Politisch aktiv ist Bartoszewicz schon seit Langem. 2020 saß die damalige
Abiturientin schon im Jugendrat der Stadt Gleiwitz und im Jugend-Landtag
der Wojewodschaft Schlesien, engagierte sich im Aktivisten-Kreis der
Bürgerplattform in Gleiwitz und begleitete als ehrenamtliche Assistentin
die Arbeit des PO-Abgeordneten Tomasz Olichwer. Jetzt startet sie selbst
zum ersten Mal als Kandidatin der PO für den Sejm. Von der Bühne in
Warschau aus ruft sie den Demonstranten zu: „Wiktoria, mein Vorname, heißt
Sieg!“
## Der radikale Bauernführer
Mitte August zog PO-Chef Donald plötzlich ihn aus dem Hut, den radikalen
Bauernführer Michał Kołodziejczak. Und Tusks Gefolgsleute rieben sich doch
sehr verwundert die Augen. Denn der 35-jährige Kołodziejczak, der sich
bislang immer weit rechts verortet hatte und auch schon mal den
Stinkefinger gen USA ausstreckte, galt bislang eher als politischer
Querulant, der nicht weiter ernst zu nehmen war.
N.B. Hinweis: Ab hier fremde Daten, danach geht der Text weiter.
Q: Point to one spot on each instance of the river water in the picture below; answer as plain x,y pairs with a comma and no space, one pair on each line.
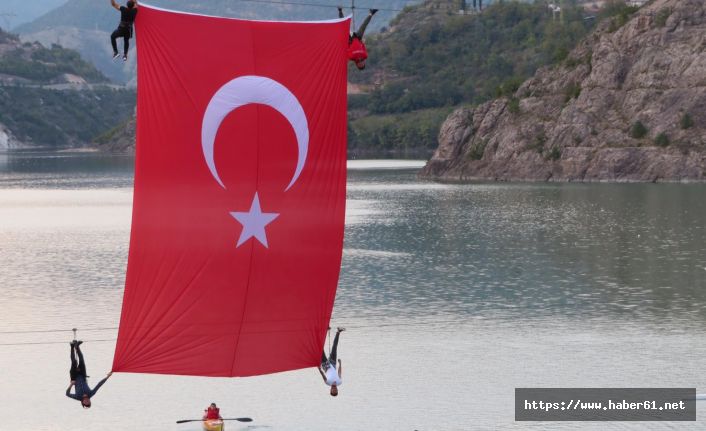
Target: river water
454,295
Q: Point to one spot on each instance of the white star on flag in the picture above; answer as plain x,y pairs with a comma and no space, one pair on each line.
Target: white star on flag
254,223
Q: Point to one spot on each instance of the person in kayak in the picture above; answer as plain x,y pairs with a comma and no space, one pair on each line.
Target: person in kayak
82,391
330,370
357,52
212,412
124,30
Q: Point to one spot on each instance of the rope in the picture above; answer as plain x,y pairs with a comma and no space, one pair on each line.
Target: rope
380,325
315,5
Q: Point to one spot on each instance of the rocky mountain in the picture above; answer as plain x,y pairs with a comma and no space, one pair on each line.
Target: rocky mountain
85,25
50,97
628,104
433,58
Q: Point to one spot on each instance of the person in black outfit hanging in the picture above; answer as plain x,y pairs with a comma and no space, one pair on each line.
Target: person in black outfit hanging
124,30
82,391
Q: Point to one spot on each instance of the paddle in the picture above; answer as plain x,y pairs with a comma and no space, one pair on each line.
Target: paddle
229,419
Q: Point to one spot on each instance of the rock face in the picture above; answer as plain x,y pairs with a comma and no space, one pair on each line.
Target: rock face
121,139
8,140
629,104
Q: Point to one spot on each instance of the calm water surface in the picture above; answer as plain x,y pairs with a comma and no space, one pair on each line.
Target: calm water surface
453,295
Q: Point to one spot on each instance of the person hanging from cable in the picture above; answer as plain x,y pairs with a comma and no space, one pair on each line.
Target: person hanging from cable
330,370
357,52
124,30
82,391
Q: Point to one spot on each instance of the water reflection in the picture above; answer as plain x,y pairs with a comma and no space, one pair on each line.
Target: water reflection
454,295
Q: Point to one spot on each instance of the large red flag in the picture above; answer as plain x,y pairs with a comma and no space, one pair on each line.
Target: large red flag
239,200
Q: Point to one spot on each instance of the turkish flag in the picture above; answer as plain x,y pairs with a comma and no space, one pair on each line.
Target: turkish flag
239,200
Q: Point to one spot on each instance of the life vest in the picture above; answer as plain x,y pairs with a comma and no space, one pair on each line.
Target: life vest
356,50
213,413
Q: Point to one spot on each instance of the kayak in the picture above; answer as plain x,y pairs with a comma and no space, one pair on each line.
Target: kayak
213,425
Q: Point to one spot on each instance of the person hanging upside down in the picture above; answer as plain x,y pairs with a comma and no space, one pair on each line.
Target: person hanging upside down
330,372
83,392
357,52
212,412
124,30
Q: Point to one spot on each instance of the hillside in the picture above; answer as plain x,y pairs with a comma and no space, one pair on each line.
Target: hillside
433,59
85,25
50,97
628,104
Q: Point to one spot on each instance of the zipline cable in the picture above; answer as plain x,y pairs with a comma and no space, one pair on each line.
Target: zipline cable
407,324
291,3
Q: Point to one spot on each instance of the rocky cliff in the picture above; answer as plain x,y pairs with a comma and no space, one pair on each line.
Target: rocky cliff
51,98
629,104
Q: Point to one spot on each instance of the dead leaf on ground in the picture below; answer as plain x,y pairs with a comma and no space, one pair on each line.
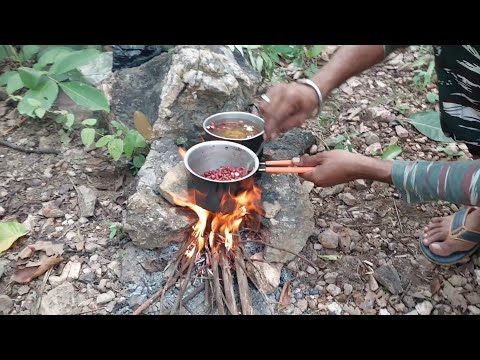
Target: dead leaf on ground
153,266
48,247
27,274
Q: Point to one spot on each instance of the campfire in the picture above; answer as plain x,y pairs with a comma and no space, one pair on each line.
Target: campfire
213,253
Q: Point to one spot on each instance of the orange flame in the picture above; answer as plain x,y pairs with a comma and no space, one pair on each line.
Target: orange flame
221,226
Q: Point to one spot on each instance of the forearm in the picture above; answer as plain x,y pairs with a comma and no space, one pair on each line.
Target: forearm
348,61
421,181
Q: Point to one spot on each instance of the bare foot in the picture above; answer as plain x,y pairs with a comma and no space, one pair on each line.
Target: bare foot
437,231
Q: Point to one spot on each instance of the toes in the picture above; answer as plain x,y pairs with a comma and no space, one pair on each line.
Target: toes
440,249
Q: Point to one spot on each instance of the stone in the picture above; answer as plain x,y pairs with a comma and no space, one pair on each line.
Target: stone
105,297
347,289
6,304
271,209
174,183
24,289
266,274
374,149
52,212
457,280
289,145
360,184
329,239
295,217
59,301
387,276
372,283
334,309
87,198
401,132
302,305
330,191
473,310
371,138
424,308
334,290
349,199
473,298
151,222
330,278
178,90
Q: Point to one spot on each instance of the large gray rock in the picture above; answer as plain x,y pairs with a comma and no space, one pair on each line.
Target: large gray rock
180,89
293,224
163,157
151,222
59,301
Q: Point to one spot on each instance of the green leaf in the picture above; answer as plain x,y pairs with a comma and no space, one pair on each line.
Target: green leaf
10,231
115,148
89,122
129,144
14,83
119,126
283,49
34,102
316,50
5,77
85,95
432,98
69,120
46,94
64,137
29,50
138,161
51,55
104,140
259,63
139,140
40,112
428,124
88,136
73,61
391,152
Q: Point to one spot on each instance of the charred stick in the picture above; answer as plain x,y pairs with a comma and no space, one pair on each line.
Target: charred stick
228,284
282,249
216,284
194,293
242,280
184,286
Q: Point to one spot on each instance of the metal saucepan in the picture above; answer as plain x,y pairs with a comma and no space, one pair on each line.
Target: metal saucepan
211,155
254,143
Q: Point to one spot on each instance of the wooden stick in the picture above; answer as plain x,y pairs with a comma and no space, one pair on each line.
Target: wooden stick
282,249
216,284
178,300
228,284
245,298
398,215
194,293
28,151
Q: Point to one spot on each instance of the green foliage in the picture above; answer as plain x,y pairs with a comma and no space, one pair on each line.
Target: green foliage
266,58
343,142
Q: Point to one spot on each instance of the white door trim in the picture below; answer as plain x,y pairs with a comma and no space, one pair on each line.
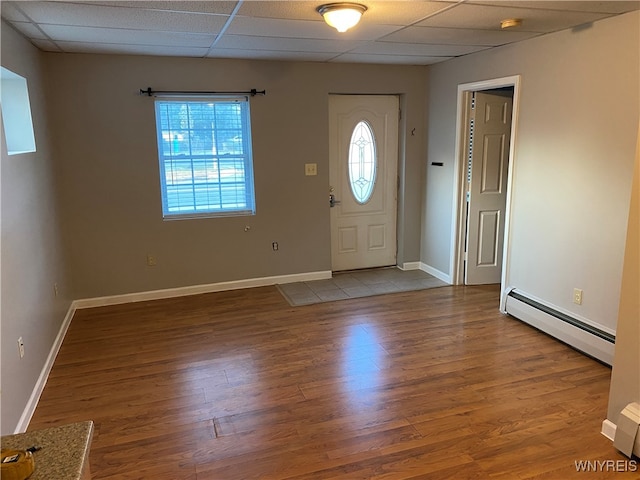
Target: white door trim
456,266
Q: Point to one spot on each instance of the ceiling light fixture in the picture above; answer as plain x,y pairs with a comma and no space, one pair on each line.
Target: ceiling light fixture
341,16
510,23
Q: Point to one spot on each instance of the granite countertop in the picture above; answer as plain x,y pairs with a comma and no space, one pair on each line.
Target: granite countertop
64,454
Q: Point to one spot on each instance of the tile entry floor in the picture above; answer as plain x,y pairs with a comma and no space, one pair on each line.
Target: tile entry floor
358,283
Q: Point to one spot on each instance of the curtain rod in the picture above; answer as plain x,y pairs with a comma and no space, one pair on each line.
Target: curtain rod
253,92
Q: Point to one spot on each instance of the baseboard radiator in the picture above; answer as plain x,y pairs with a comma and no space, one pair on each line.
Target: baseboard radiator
574,332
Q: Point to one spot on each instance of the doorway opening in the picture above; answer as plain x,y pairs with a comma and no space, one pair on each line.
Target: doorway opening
485,139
Da seine eigene kleine Partei, die Agrounia, keine Chance hatte, bei den
Wahlen die Fünfprozenthürde zu überspringen, versuchte er, bei anderen
Parteien anzudocken. Doch alle ließen ihn abblitzen: zuerst die PiS, dann
die Bauernpartei PSL, und schließlich auch Polska2050. Der Dritte Weg, die
Koalition aus PSL und Polska2050, wies ihm ebenfalls die Tür.
Dass ihn nun ausgerechnet die liberalkonservative PO auf Platz eins ihrer
Wahlliste in Konin bei Posen starten lässt und PO-Größen mit ihm gemeinsam
auf Wahlkampftour gehen, ist eine wahltaktisch kluge Entscheidung Tusks.
Denn während Kołodziejczak seit dem Angriffskrieg Russlands auf die Ukraine
am 24. Februar 2022 immer mehr unzufriedene Bauern hinter sich scharen
konnte, blieb die PO eine Partei der großen und mittleren Städte. Es gelang
ihr nie, das Elektorat auf dem Land zu erreichen. In Polen aber werden die
Parlamentswahlen nach wie vor auf dem Land gewonnen, nicht in den Städten.
Als Politiker der EU und Polens die Zoll- und Handelsschranken für Getreide
und andere Agrarprodukte der Ukraine aufhoben, war das angesichts der
Schwarzmeer-Blockade durch Russland zwar gut gemeint. Doch durch das
Überangebot an Getreide auf dem Markt sank der Preis für polnisches
Getreide dramatisch. Viele Bauern hatten die Silos voll mit Weizen, Gerste,
Roggen und Hafer und blieben auf ihrer Ernte sitzen.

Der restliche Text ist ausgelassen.